While there was no voice for Nox to hear, he had the oddest feeling the Fenrir spoke to the Anubis.

Nox didn’t fight when the Anubis pushed to join the blues. With each pass, Nox found himself focusing on parts of the defectives, not the whole.

First, the ones who showed no sign of the armor, then those who showed the least. They seemed to have mouths in odd places, even bulging growths.

Second heads, if Johnathan was right.

The Anubis rumbled and the blue wolves echoed it, their sky-colored eyes flared with stars.

Without warning, the tight group of defectives erupted, lunging in a starburst formation, snatching up the blues in their massive jaws.

One latched onto Nox’s front shoulder, another his thigh, putting him in the center of a deadly game of tug-of-war. His hip dislocated, and the long bone splintered. Nox’s rear leg was ripped away. The one locked onto Nox’s shoulder dragged him away as he kicked and slashed the strange armor protecting its face and neck.

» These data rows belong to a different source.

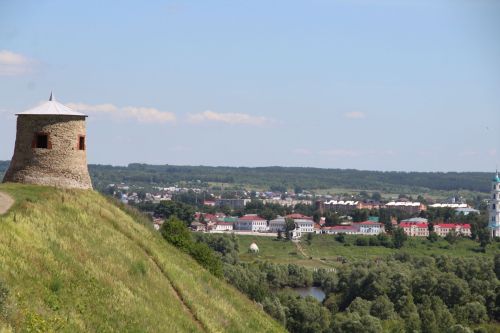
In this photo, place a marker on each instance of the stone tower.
(494, 218)
(50, 148)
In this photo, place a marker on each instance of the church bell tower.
(494, 209)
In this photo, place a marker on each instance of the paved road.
(5, 202)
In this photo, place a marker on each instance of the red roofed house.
(415, 229)
(442, 229)
(222, 226)
(251, 222)
(369, 227)
(295, 216)
(340, 229)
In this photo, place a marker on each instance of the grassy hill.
(74, 262)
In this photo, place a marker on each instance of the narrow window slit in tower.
(81, 142)
(41, 141)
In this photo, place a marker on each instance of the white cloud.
(340, 153)
(12, 64)
(302, 151)
(142, 114)
(354, 115)
(356, 153)
(228, 118)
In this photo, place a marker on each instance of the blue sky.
(365, 84)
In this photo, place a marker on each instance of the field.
(325, 251)
(72, 261)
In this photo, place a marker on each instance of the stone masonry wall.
(64, 165)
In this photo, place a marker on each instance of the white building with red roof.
(443, 229)
(340, 229)
(369, 227)
(251, 222)
(415, 229)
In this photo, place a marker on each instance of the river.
(311, 291)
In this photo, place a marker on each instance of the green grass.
(325, 251)
(75, 262)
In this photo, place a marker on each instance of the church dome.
(254, 247)
(496, 179)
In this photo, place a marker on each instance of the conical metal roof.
(52, 107)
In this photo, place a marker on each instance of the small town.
(327, 166)
(295, 225)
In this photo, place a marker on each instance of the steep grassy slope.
(72, 261)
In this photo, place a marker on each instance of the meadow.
(73, 261)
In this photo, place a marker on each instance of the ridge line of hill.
(6, 202)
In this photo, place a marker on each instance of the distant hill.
(289, 177)
(73, 261)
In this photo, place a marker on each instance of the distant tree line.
(289, 178)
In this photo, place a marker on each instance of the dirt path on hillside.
(158, 265)
(5, 202)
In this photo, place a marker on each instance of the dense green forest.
(287, 177)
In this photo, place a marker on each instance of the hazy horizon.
(367, 85)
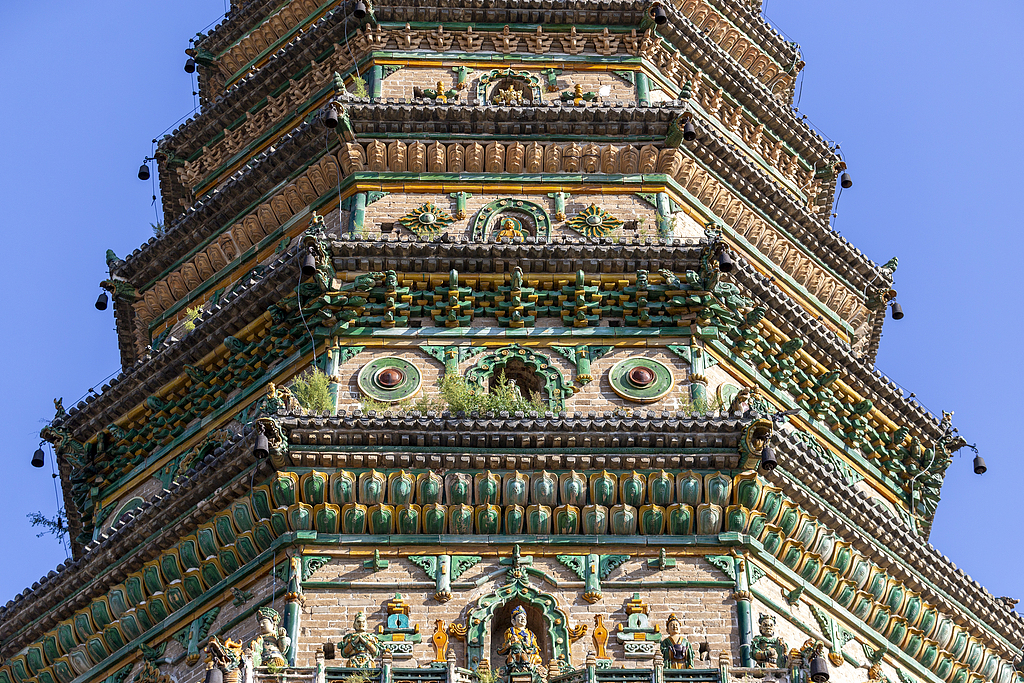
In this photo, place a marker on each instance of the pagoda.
(501, 341)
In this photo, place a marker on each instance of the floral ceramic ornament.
(389, 379)
(641, 380)
(427, 220)
(594, 222)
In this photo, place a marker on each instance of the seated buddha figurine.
(522, 653)
(768, 650)
(676, 649)
(359, 647)
(272, 644)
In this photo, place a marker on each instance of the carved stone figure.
(269, 648)
(359, 647)
(522, 653)
(676, 649)
(769, 651)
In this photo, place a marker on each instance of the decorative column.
(331, 370)
(321, 667)
(559, 204)
(293, 606)
(387, 664)
(460, 203)
(358, 214)
(658, 676)
(591, 668)
(643, 88)
(450, 664)
(664, 214)
(377, 81)
(698, 381)
(742, 596)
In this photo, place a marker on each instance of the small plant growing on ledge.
(457, 394)
(57, 525)
(190, 315)
(486, 676)
(312, 391)
(360, 87)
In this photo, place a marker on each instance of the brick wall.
(401, 84)
(706, 612)
(596, 395)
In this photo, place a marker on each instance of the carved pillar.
(387, 663)
(643, 87)
(559, 204)
(450, 664)
(376, 81)
(293, 606)
(460, 203)
(698, 381)
(331, 371)
(358, 214)
(321, 667)
(664, 215)
(742, 596)
(658, 676)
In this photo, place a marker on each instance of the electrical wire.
(835, 216)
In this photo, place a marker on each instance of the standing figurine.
(359, 647)
(519, 645)
(769, 651)
(676, 649)
(270, 648)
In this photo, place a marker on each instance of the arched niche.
(493, 83)
(492, 364)
(524, 218)
(491, 617)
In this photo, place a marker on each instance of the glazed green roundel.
(389, 379)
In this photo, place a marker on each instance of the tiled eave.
(190, 501)
(320, 38)
(237, 24)
(861, 375)
(580, 441)
(221, 207)
(885, 540)
(232, 313)
(240, 193)
(136, 539)
(251, 300)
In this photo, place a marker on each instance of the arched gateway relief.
(487, 623)
(511, 218)
(508, 87)
(521, 363)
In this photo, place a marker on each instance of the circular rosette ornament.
(641, 380)
(389, 379)
(594, 222)
(426, 220)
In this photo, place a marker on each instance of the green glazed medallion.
(641, 380)
(389, 379)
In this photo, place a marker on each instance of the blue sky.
(923, 96)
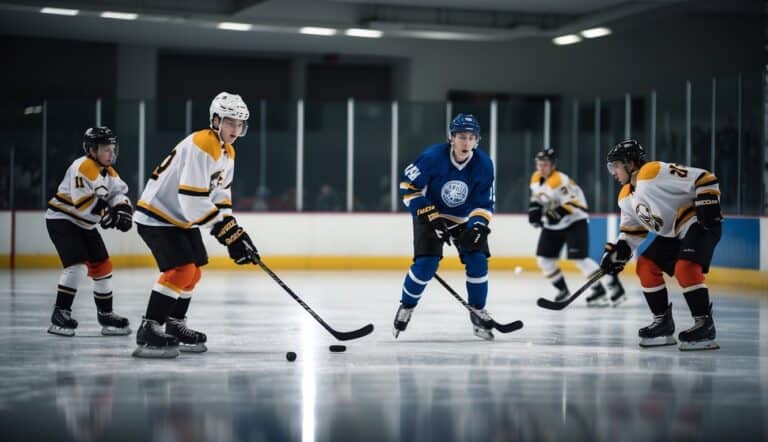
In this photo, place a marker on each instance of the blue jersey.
(461, 192)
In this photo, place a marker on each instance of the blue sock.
(422, 270)
(476, 264)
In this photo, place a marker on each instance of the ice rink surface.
(577, 374)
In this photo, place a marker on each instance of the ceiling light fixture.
(364, 33)
(314, 30)
(230, 26)
(595, 32)
(566, 39)
(60, 11)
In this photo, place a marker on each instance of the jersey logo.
(454, 193)
(648, 218)
(412, 172)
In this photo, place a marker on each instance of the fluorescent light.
(595, 32)
(230, 26)
(60, 11)
(313, 30)
(566, 39)
(120, 15)
(364, 33)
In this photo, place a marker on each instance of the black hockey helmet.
(547, 154)
(627, 150)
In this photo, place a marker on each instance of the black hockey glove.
(555, 215)
(119, 217)
(708, 210)
(429, 214)
(615, 257)
(473, 238)
(535, 211)
(238, 243)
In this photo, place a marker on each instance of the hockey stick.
(554, 305)
(504, 328)
(340, 335)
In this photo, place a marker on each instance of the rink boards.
(377, 241)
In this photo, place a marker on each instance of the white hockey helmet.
(227, 105)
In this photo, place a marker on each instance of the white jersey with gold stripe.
(559, 190)
(87, 189)
(191, 186)
(662, 200)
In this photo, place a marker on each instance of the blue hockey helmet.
(464, 123)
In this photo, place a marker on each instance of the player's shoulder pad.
(625, 191)
(649, 170)
(555, 180)
(89, 169)
(207, 141)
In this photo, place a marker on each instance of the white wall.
(285, 234)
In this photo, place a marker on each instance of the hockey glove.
(239, 245)
(428, 214)
(615, 257)
(555, 215)
(119, 217)
(535, 212)
(708, 210)
(473, 238)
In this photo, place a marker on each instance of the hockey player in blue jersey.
(449, 191)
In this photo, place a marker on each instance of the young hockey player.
(559, 208)
(90, 194)
(681, 205)
(449, 192)
(189, 189)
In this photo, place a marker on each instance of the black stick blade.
(508, 328)
(552, 305)
(354, 334)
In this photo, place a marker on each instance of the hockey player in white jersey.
(681, 205)
(559, 208)
(90, 194)
(190, 189)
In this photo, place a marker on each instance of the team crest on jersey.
(454, 193)
(648, 218)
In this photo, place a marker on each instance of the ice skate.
(402, 317)
(660, 332)
(62, 323)
(481, 323)
(190, 341)
(113, 324)
(701, 336)
(153, 342)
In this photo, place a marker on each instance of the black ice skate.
(660, 332)
(598, 297)
(618, 295)
(113, 324)
(62, 323)
(701, 336)
(402, 317)
(153, 342)
(481, 323)
(191, 341)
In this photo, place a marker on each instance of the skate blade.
(483, 333)
(657, 342)
(156, 352)
(193, 348)
(61, 331)
(115, 331)
(698, 345)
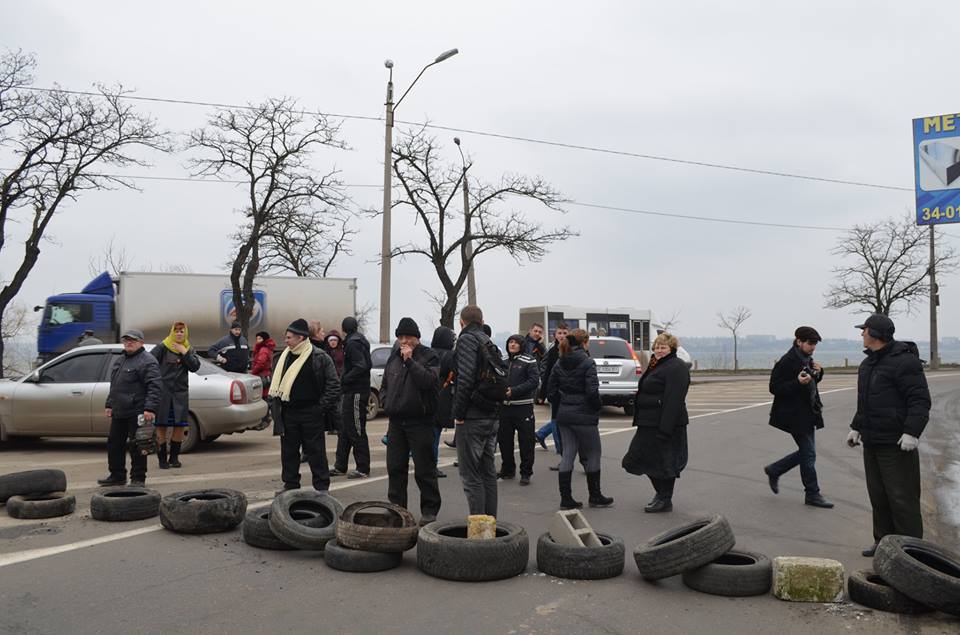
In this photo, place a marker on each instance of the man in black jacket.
(893, 407)
(516, 415)
(304, 389)
(409, 394)
(797, 410)
(135, 389)
(355, 385)
(475, 418)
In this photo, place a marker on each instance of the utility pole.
(934, 303)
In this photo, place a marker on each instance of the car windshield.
(610, 349)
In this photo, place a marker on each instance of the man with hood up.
(516, 415)
(355, 387)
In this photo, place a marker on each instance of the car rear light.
(238, 392)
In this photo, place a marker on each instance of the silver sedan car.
(65, 398)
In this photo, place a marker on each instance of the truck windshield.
(67, 312)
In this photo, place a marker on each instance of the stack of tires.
(909, 576)
(369, 541)
(297, 519)
(702, 552)
(36, 494)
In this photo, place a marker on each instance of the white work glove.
(853, 439)
(908, 443)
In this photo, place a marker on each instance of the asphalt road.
(77, 575)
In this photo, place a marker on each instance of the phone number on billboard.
(936, 213)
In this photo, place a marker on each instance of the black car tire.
(734, 574)
(204, 511)
(49, 505)
(684, 548)
(123, 504)
(357, 561)
(581, 563)
(32, 482)
(257, 533)
(443, 551)
(397, 534)
(921, 570)
(297, 535)
(869, 589)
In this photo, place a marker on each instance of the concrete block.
(569, 527)
(799, 579)
(481, 527)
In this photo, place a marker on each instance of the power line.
(495, 135)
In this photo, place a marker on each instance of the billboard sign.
(936, 158)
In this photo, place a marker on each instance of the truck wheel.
(48, 505)
(204, 511)
(373, 405)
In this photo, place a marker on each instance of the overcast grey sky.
(816, 88)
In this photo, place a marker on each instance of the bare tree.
(304, 241)
(888, 264)
(431, 190)
(55, 142)
(268, 146)
(732, 322)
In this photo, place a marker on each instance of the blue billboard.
(936, 165)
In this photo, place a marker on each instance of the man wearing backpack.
(481, 386)
(893, 406)
(304, 388)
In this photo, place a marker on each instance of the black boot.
(175, 454)
(162, 457)
(597, 499)
(566, 494)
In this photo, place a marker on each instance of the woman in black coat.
(659, 447)
(797, 410)
(574, 386)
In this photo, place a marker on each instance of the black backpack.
(492, 378)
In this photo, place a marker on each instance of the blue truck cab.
(67, 315)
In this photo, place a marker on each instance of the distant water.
(766, 359)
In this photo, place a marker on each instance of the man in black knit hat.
(305, 387)
(355, 386)
(798, 411)
(409, 394)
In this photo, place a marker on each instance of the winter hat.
(349, 325)
(407, 327)
(299, 327)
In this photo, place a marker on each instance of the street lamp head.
(445, 55)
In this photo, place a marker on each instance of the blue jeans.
(805, 457)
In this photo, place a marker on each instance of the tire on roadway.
(32, 482)
(443, 551)
(684, 548)
(921, 570)
(734, 574)
(203, 511)
(49, 505)
(358, 561)
(393, 532)
(296, 534)
(124, 504)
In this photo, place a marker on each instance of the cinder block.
(799, 579)
(481, 527)
(569, 527)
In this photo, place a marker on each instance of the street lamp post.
(468, 228)
(385, 245)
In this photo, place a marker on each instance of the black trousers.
(517, 421)
(353, 432)
(403, 439)
(122, 430)
(303, 427)
(893, 483)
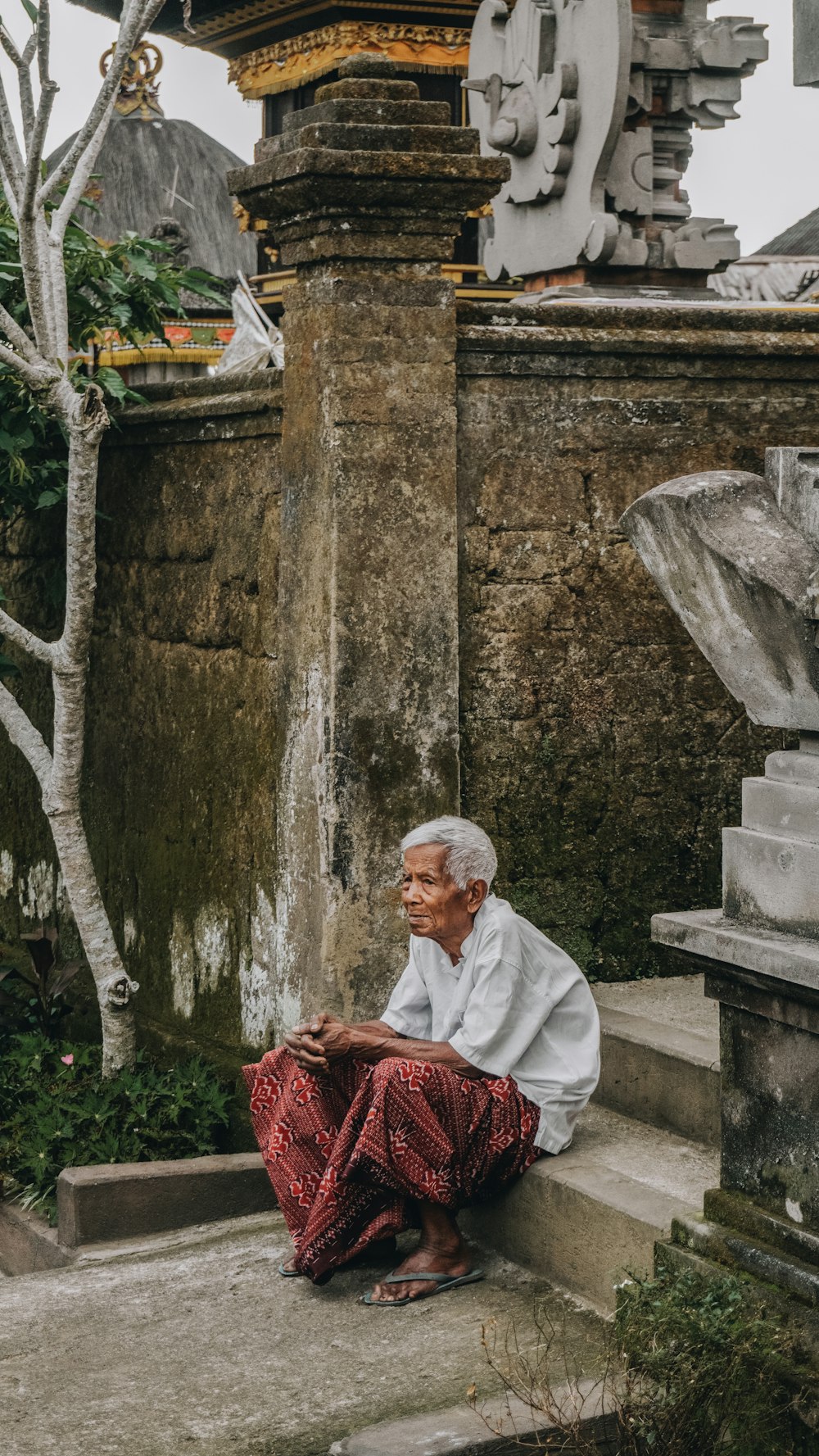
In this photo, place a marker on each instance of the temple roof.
(165, 178)
(233, 28)
(798, 241)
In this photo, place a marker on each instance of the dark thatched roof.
(136, 178)
(798, 241)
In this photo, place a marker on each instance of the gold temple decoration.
(290, 63)
(138, 91)
(247, 221)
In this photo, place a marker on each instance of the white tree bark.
(41, 363)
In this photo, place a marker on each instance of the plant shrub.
(56, 1111)
(722, 1373)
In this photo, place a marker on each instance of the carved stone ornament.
(594, 107)
(549, 86)
(736, 555)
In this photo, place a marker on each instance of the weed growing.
(693, 1366)
(56, 1111)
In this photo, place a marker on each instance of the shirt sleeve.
(504, 1015)
(410, 1011)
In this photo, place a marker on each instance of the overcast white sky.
(760, 172)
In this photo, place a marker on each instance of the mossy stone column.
(364, 194)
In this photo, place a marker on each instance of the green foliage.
(129, 286)
(58, 1113)
(34, 996)
(721, 1372)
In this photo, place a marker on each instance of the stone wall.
(181, 769)
(597, 744)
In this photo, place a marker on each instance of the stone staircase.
(643, 1154)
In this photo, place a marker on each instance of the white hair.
(470, 852)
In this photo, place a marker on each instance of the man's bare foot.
(432, 1259)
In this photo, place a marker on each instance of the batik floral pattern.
(352, 1150)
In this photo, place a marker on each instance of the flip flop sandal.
(442, 1281)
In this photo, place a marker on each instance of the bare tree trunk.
(86, 420)
(39, 356)
(114, 986)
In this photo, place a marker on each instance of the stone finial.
(805, 43)
(594, 107)
(370, 170)
(736, 555)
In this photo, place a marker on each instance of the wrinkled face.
(434, 905)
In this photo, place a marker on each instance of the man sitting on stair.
(483, 1059)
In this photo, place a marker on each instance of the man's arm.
(326, 1040)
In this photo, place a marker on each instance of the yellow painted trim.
(197, 354)
(290, 63)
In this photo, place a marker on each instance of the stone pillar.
(364, 193)
(738, 558)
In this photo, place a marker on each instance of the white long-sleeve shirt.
(515, 1005)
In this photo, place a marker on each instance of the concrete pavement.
(204, 1349)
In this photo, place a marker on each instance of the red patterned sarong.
(348, 1149)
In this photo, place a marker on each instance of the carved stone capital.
(370, 170)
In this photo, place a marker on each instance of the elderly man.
(483, 1059)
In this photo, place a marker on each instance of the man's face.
(434, 905)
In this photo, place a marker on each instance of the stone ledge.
(123, 1209)
(708, 935)
(500, 1427)
(129, 1200)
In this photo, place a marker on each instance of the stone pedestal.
(738, 558)
(761, 961)
(365, 193)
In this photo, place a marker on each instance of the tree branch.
(25, 736)
(26, 641)
(18, 337)
(88, 420)
(11, 155)
(37, 142)
(136, 19)
(35, 376)
(22, 65)
(44, 41)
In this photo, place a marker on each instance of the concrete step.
(661, 1055)
(591, 1216)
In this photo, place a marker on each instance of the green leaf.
(48, 498)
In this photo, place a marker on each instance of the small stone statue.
(736, 555)
(594, 107)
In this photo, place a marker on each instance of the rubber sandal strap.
(435, 1279)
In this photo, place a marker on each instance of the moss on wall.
(179, 779)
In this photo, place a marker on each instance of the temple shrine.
(166, 179)
(592, 101)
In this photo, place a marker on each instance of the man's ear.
(479, 891)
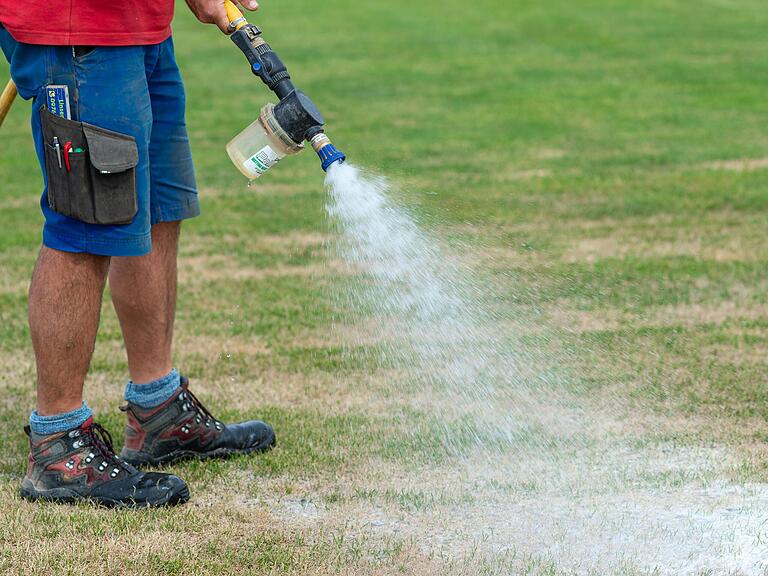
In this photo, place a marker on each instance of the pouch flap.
(110, 151)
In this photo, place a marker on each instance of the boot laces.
(192, 402)
(100, 440)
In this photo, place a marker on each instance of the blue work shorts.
(133, 90)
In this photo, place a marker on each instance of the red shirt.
(87, 22)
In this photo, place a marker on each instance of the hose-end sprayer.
(281, 129)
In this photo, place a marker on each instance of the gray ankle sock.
(46, 425)
(154, 393)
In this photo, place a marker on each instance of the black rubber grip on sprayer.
(296, 113)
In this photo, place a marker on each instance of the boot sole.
(144, 460)
(67, 496)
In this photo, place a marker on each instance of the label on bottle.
(262, 161)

A gap in the plating where its head connected to its neck flashed the flex of muscles as it ground its jaws.

Nox curled his remaining back leg close to his body, used the defective’s grip to gain purchase, and jammed his long prehensile toes against the creature’s jaw. He flexed his claws, piercing the cur’s skull and cleaved through the bones.

The animal let go, and Nox crammed his other hand into its throat. He twisted the creature’s head, shattering the smoked glass. A fan of blood followed its detached head to the ground.

The Anubis hummed in a way Nox had never felt before. He turned.

The blue wolves struggled in the jaws of their attackers. Then in a nearly synchronized act, they imitated what the Anubis had done, detaching the heads of the defective curs.

Youaretalking to them.

Which meant Luca was right. The creature did have a language, one the Fenrir seemed to have no problem understanding.

The blue wolves regrouped, and the smaller curs bunched around the larger ones.

Which seemed counterproductive since the massive beasts could mow everyone down.

The Goliath-sized animals shuffled around on stiff limbs and with their spines and necks arched, leaving their heads in a defensive position.

Either that or they couldn’t lift them.

Sunlight glinted off the scalelike armor under the thin patches of coat down their backs, over their shoulders, and chest.

Every time the animals shifted their weight, the plates ground together.

Since you’re willing to talk to the Fenrir, tell them armor means a limited range of movement. Movement means limited or no armor.

The blue wolves rotated their ears. The largest glanced in Nox’s direction.

Images of blue wolves tearing apart the smaller defectives flicked through Nox’s thoughts. Then the largest of the defectives, alone, bursting with particles.

Right. They take the small ones, we get the super-sized.

A curtain of black threads swarmed the Anubis’s limbs, packing on size. Its bones shifted with an echoing pop. Its jaw elongated. Its spine stretched.